Darüber hinaus gefällt der Swiss Privacy Foundation nicht, dass künftig der ganze Internetdatenverkehr überwacht werden soll. Die SKS argumentiert zudem, dass alle Internetnutzer unter Generalverdacht gestellt würden und nennt dies einen Affront.

Schliesslich wird von beiden Organisationen der Gesetzespassus kritisiert, dem zufolge die Behörden künftig in fremde Computer eindringen und dort Überwachungs-Software anbringen dürfen.

Unter anderem aus diesen Gründen lehnen sie den Gesetzesentwurf ab und haben in Vernehmlassungsantworten Stellung bezogen.

Vernehmlassungsantwort der Swiss Privacy Foundation
Vernehmlassungsantwort der SKS


    Kommentare

    • dzs 18.08.2010, 16.32 Uhr

      Was haben die bloss alle? Hauptsache ist doch, dass Google nicht unsere Hausfassaden fotografieren darf. Und dafür setzt sich unser eidgenössischer Datenschützer ja vorbildlich ein. Kein Wunder, dass er keine Zeit für solche Peanuts wie Büpf verschwenden kann. Hoffentlich machen sich möglichst viele die Mühe, die Vernehmlassungen zu lesen, um zu sehen, um was es eigentlich geht. Was bis jetzt auch völlig vergessen geht: Die fehlende Haftpflicht des Bundes für Schäden, die wegen du[...]

    • schmidicom 18.08.2010, 17.27 Uhr

      Ich kenne ja nicht den ganzen Inhalt dieser Gesetzesänderung aber der Teil hier ist doch ziemlich Heftig: Erlaubtes Hacken seitens Bundesbehörde??? So etwas wird hoffentlich nie durchkommen denn egal ob die Ziele was zu verstecken haben oder nicht, das ist schlicht nicht zu rechtfertigen.

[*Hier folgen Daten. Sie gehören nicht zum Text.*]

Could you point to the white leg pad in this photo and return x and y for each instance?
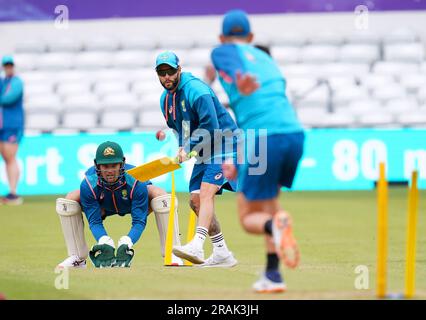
(69, 212)
(161, 207)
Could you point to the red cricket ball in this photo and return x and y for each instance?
(160, 135)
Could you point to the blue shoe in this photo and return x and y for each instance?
(270, 282)
(12, 199)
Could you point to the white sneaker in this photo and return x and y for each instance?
(176, 261)
(264, 285)
(188, 252)
(218, 261)
(73, 262)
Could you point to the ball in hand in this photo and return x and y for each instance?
(160, 135)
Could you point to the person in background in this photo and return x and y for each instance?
(11, 126)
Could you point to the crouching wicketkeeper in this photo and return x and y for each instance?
(107, 190)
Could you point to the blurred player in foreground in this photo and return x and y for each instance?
(107, 190)
(256, 91)
(11, 125)
(189, 106)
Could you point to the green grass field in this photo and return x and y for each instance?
(336, 232)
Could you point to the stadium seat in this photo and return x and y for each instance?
(44, 102)
(319, 53)
(363, 37)
(198, 57)
(411, 52)
(31, 46)
(93, 60)
(395, 68)
(401, 106)
(81, 102)
(101, 44)
(25, 61)
(73, 88)
(119, 119)
(365, 53)
(389, 92)
(372, 81)
(400, 35)
(66, 45)
(120, 101)
(286, 54)
(345, 95)
(412, 82)
(138, 43)
(377, 119)
(112, 86)
(327, 38)
(131, 59)
(41, 120)
(151, 119)
(80, 119)
(413, 119)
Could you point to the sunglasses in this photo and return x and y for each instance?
(170, 72)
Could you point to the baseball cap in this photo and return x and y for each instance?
(235, 23)
(7, 60)
(167, 57)
(109, 152)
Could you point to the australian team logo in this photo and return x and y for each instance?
(109, 152)
(124, 194)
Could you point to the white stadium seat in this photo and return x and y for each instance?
(31, 46)
(120, 101)
(408, 52)
(366, 53)
(138, 43)
(377, 119)
(44, 102)
(119, 120)
(400, 35)
(80, 120)
(107, 87)
(41, 120)
(152, 119)
(65, 45)
(101, 44)
(395, 68)
(131, 59)
(73, 88)
(56, 61)
(413, 81)
(286, 54)
(318, 53)
(389, 92)
(413, 119)
(81, 102)
(93, 60)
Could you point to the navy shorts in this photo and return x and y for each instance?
(11, 135)
(210, 173)
(263, 181)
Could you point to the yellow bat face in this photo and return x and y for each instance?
(153, 169)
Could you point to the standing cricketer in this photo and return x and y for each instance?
(107, 190)
(11, 126)
(256, 91)
(191, 108)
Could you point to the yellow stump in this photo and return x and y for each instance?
(170, 227)
(191, 231)
(382, 231)
(410, 262)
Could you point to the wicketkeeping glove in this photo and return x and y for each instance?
(125, 253)
(102, 254)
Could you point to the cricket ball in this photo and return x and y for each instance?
(160, 135)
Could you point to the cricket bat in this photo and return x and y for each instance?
(156, 168)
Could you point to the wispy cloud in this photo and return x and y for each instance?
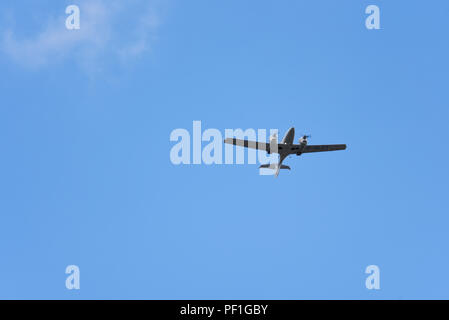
(103, 35)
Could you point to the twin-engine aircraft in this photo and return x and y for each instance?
(285, 148)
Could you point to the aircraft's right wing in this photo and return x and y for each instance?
(248, 144)
(323, 147)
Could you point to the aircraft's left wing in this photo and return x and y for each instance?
(248, 144)
(323, 147)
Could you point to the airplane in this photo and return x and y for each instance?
(285, 148)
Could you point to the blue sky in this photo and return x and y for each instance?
(86, 177)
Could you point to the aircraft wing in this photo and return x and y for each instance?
(248, 144)
(323, 147)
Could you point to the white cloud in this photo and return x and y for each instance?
(102, 36)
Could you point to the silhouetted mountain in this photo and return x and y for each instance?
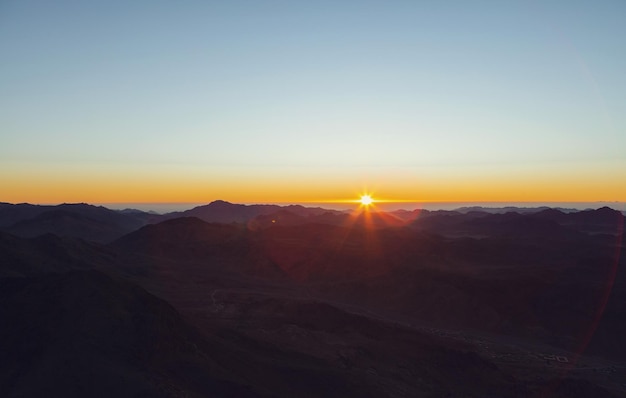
(94, 223)
(371, 304)
(225, 212)
(47, 254)
(87, 334)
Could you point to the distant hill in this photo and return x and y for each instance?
(225, 212)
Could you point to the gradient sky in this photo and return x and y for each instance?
(295, 101)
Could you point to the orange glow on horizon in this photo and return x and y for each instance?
(61, 185)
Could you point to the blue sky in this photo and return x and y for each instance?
(360, 92)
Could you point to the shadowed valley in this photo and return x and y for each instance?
(234, 300)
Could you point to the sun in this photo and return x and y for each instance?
(366, 200)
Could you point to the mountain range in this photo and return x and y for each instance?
(281, 301)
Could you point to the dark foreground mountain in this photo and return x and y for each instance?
(333, 304)
(84, 333)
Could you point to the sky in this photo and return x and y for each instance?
(312, 101)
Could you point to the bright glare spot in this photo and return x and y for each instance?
(366, 200)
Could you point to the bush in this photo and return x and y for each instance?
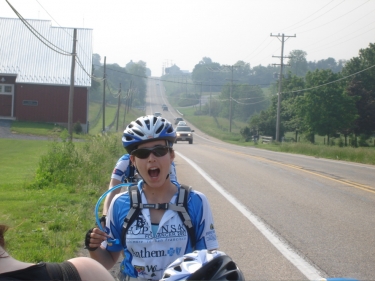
(77, 128)
(67, 164)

Das andere jed[...]

    • frisr 18.08.2010, 17.40 Uhr

      Die UDSSR mit ihren Geheimdiensten und Bespitzelungen, welche im "Freien Westen" so verpönt waren, waren Waisenkinder im Verhältnis zu dem, was die westliche Welt heute bietet. Aber "fast"keiner merkts und der Rest hat noch das Gefühl, es würde seiner Sicherheit dienen, wenn alle und alles überwacht würde. Der Fichenskandal war eine Lapalie gegen das was hier geplant wird. Liebe Leute, wenn ihr mal gar nichts mehr zu sagen habt werdet ihr euch verdutzt umwenden und fragen: Wie konnte das gesch[...]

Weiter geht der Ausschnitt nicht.